Cuando se quedaba mirando al mar fijamente y no contestaba más a mis preguntas (siempre tenía para hacerle) sabía que era mi momento de retirarme, sabía que estaba abusando de la confianza que arbitrariamente le había arrebatado y que no podía continuar con aquello. Entonces lo dejaba solo y me preparaba para caminar bajo la lluvia, de regreso a casa.

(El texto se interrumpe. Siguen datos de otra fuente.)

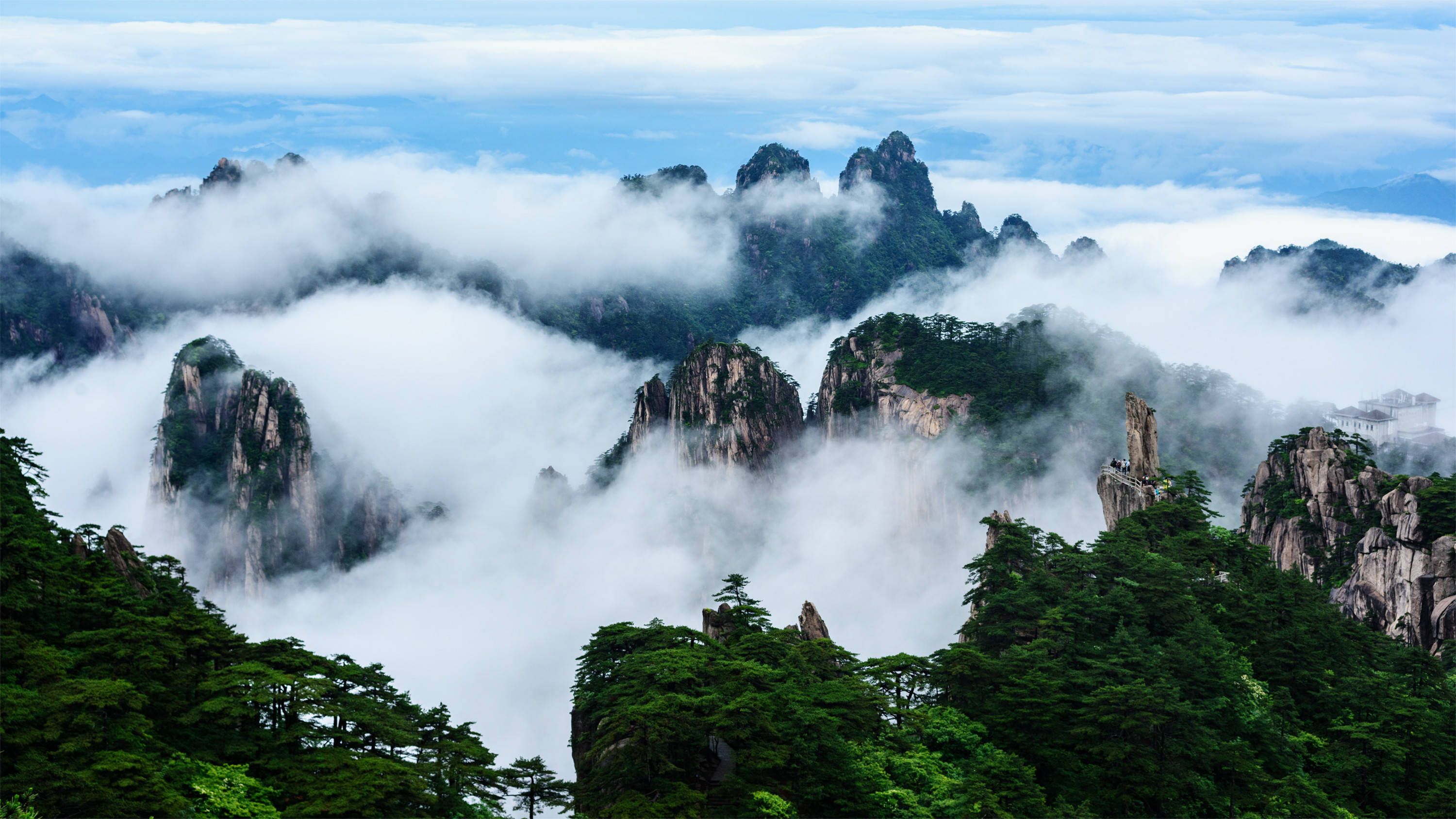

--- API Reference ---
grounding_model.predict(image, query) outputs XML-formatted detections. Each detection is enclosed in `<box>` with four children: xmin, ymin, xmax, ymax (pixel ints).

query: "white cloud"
<box><xmin>0</xmin><ymin>153</ymin><xmax>734</xmax><ymax>300</ymax></box>
<box><xmin>743</xmin><ymin>119</ymin><xmax>881</xmax><ymax>150</ymax></box>
<box><xmin>606</xmin><ymin>130</ymin><xmax>677</xmax><ymax>140</ymax></box>
<box><xmin>0</xmin><ymin>19</ymin><xmax>1456</xmax><ymax>151</ymax></box>
<box><xmin>0</xmin><ymin>168</ymin><xmax>1456</xmax><ymax>772</ymax></box>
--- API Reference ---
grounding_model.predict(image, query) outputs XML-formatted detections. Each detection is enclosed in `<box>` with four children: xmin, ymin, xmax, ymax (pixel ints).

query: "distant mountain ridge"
<box><xmin>1307</xmin><ymin>173</ymin><xmax>1456</xmax><ymax>223</ymax></box>
<box><xmin>0</xmin><ymin>131</ymin><xmax>1102</xmax><ymax>364</ymax></box>
<box><xmin>1219</xmin><ymin>239</ymin><xmax>1453</xmax><ymax>313</ymax></box>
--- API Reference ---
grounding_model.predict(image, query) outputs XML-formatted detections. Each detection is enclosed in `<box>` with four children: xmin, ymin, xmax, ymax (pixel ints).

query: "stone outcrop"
<box><xmin>625</xmin><ymin>342</ymin><xmax>804</xmax><ymax>468</ymax></box>
<box><xmin>955</xmin><ymin>509</ymin><xmax>1012</xmax><ymax>643</ymax></box>
<box><xmin>734</xmin><ymin>143</ymin><xmax>818</xmax><ymax>194</ymax></box>
<box><xmin>0</xmin><ymin>243</ymin><xmax>135</xmax><ymax>365</ymax></box>
<box><xmin>817</xmin><ymin>336</ymin><xmax>976</xmax><ymax>438</ymax></box>
<box><xmin>151</xmin><ymin>151</ymin><xmax>309</xmax><ymax>205</ymax></box>
<box><xmin>1124</xmin><ymin>393</ymin><xmax>1162</xmax><ymax>478</ymax></box>
<box><xmin>703</xmin><ymin>604</ymin><xmax>732</xmax><ymax>641</ymax></box>
<box><xmin>839</xmin><ymin>131</ymin><xmax>938</xmax><ymax>215</ymax></box>
<box><xmin>102</xmin><ymin>526</ymin><xmax>151</xmax><ymax>596</ymax></box>
<box><xmin>1096</xmin><ymin>393</ymin><xmax>1160</xmax><ymax>531</ymax></box>
<box><xmin>628</xmin><ymin>376</ymin><xmax>671</xmax><ymax>452</ymax></box>
<box><xmin>1241</xmin><ymin>426</ymin><xmax>1456</xmax><ymax>652</ymax></box>
<box><xmin>150</xmin><ymin>336</ymin><xmax>405</xmax><ymax>593</ymax></box>
<box><xmin>996</xmin><ymin>214</ymin><xmax>1054</xmax><ymax>259</ymax></box>
<box><xmin>1061</xmin><ymin>236</ymin><xmax>1107</xmax><ymax>265</ymax></box>
<box><xmin>799</xmin><ymin>601</ymin><xmax>830</xmax><ymax>640</ymax></box>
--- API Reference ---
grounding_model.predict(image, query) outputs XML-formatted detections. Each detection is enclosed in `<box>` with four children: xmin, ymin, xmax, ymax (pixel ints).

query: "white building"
<box><xmin>1328</xmin><ymin>408</ymin><xmax>1396</xmax><ymax>443</ymax></box>
<box><xmin>1326</xmin><ymin>390</ymin><xmax>1446</xmax><ymax>443</ymax></box>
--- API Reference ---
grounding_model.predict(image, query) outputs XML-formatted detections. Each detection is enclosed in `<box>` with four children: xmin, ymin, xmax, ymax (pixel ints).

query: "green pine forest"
<box><xmin>0</xmin><ymin>419</ymin><xmax>1456</xmax><ymax>818</ymax></box>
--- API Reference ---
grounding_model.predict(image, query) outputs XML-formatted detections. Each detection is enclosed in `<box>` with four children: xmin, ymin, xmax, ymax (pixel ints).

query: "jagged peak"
<box><xmin>735</xmin><ymin>143</ymin><xmax>812</xmax><ymax>192</ymax></box>
<box><xmin>617</xmin><ymin>164</ymin><xmax>709</xmax><ymax>197</ymax></box>
<box><xmin>996</xmin><ymin>214</ymin><xmax>1041</xmax><ymax>242</ymax></box>
<box><xmin>172</xmin><ymin>336</ymin><xmax>243</xmax><ymax>376</ymax></box>
<box><xmin>151</xmin><ymin>151</ymin><xmax>309</xmax><ymax>204</ymax></box>
<box><xmin>839</xmin><ymin>131</ymin><xmax>938</xmax><ymax>209</ymax></box>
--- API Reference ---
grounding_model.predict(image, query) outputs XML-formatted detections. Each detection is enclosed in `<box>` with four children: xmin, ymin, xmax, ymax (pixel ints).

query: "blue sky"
<box><xmin>0</xmin><ymin>1</ymin><xmax>1456</xmax><ymax>195</ymax></box>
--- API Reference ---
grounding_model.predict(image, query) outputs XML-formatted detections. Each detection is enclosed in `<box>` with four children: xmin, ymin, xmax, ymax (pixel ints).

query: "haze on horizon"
<box><xmin>0</xmin><ymin>3</ymin><xmax>1456</xmax><ymax>809</ymax></box>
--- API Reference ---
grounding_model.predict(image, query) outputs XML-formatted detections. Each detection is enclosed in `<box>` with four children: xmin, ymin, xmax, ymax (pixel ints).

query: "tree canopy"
<box><xmin>0</xmin><ymin>432</ymin><xmax>499</xmax><ymax>816</ymax></box>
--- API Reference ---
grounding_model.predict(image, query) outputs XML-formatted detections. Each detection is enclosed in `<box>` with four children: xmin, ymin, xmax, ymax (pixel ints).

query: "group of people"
<box><xmin>1108</xmin><ymin>458</ymin><xmax>1174</xmax><ymax>500</ymax></box>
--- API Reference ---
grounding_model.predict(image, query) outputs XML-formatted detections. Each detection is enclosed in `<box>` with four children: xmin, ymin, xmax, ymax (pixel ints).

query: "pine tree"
<box><xmin>501</xmin><ymin>756</ymin><xmax>571</xmax><ymax>819</ymax></box>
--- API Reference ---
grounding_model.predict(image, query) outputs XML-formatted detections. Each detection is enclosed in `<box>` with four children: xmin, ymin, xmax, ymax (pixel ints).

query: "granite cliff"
<box><xmin>1241</xmin><ymin>426</ymin><xmax>1456</xmax><ymax>652</ymax></box>
<box><xmin>814</xmin><ymin>330</ymin><xmax>976</xmax><ymax>438</ymax></box>
<box><xmin>150</xmin><ymin>336</ymin><xmax>405</xmax><ymax>593</ymax></box>
<box><xmin>598</xmin><ymin>342</ymin><xmax>804</xmax><ymax>471</ymax></box>
<box><xmin>0</xmin><ymin>236</ymin><xmax>150</xmax><ymax>365</ymax></box>
<box><xmin>1219</xmin><ymin>239</ymin><xmax>1450</xmax><ymax>313</ymax></box>
<box><xmin>1096</xmin><ymin>393</ymin><xmax>1162</xmax><ymax>531</ymax></box>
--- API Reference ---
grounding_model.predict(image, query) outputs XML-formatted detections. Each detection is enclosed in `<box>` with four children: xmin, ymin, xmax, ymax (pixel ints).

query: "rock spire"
<box><xmin>817</xmin><ymin>336</ymin><xmax>976</xmax><ymax>438</ymax></box>
<box><xmin>955</xmin><ymin>509</ymin><xmax>1012</xmax><ymax>643</ymax></box>
<box><xmin>1241</xmin><ymin>426</ymin><xmax>1456</xmax><ymax>652</ymax></box>
<box><xmin>799</xmin><ymin>601</ymin><xmax>830</xmax><ymax>640</ymax></box>
<box><xmin>150</xmin><ymin>336</ymin><xmax>405</xmax><ymax>593</ymax></box>
<box><xmin>1096</xmin><ymin>393</ymin><xmax>1160</xmax><ymax>531</ymax></box>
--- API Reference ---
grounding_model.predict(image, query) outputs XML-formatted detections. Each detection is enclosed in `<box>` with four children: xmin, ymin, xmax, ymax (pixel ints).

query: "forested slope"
<box><xmin>0</xmin><ymin>433</ymin><xmax>498</xmax><ymax>816</ymax></box>
<box><xmin>572</xmin><ymin>474</ymin><xmax>1456</xmax><ymax>816</ymax></box>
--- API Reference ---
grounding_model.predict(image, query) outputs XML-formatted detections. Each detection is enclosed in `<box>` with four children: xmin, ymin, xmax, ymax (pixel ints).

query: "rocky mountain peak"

Era entonces cuando llegaba y me recostaba en mi cama a mirar el estrellado cielo haciendo contraste con su siempre día allá bien lejos donde comienza el mar. Desde la ventana de mi cuarto no podía verlos, ni a él ni al mar. Si corría al baño de mi casa y me trepaba a la pequeña ventana en lo alto casi besando el techo, tampoco podía verlo. Y si se me daba por ir al cuarto de mi madre a mi izquierda y me asomaba por su amplio ventanal tampoco había mar, y tampoco estaban sus ojos perdidos en él, ni sus gotas de sudor ni sus rulos oscuros. Entonces atravesaba el pasillo para buscar el living de casa y su otro ventanal, el más grande todos. El resultado era el mismo. Y mirar por la ventana de la cocina era más de lo de siempre. Allí no estaba. Sin embargo en el corazón de la casa, bien al medio había una ventana desde la que podía verlo y treparme por ella y salir a su encuentro. Si esa ventana se rompía de seguro me lo iba a lamentar.

Pero por las noches mientras él seguía esperando yo me las ingeniaba para buscar una forma de no aburrirlo, o de no fatigarlo con mis palabras, como bombas cayendo al agua y explotando en sus piernas. Di vueltas y vueltas noche tras noche, semana tras semana y comencé a repasar lo que sabía de él y lo que no. Supe que le gustaba comer mariscos y que su color favorito era el amarillo. Supe que tenía una madre igual de silenciosa que él y que su padre estaba bajo la tierra. Supe que a su hermana le encanta preparar galletas y supe que, tanto como a mí le fascinaban los cuentos rusos. Pero jamás supe qué música le gustaba escuchar.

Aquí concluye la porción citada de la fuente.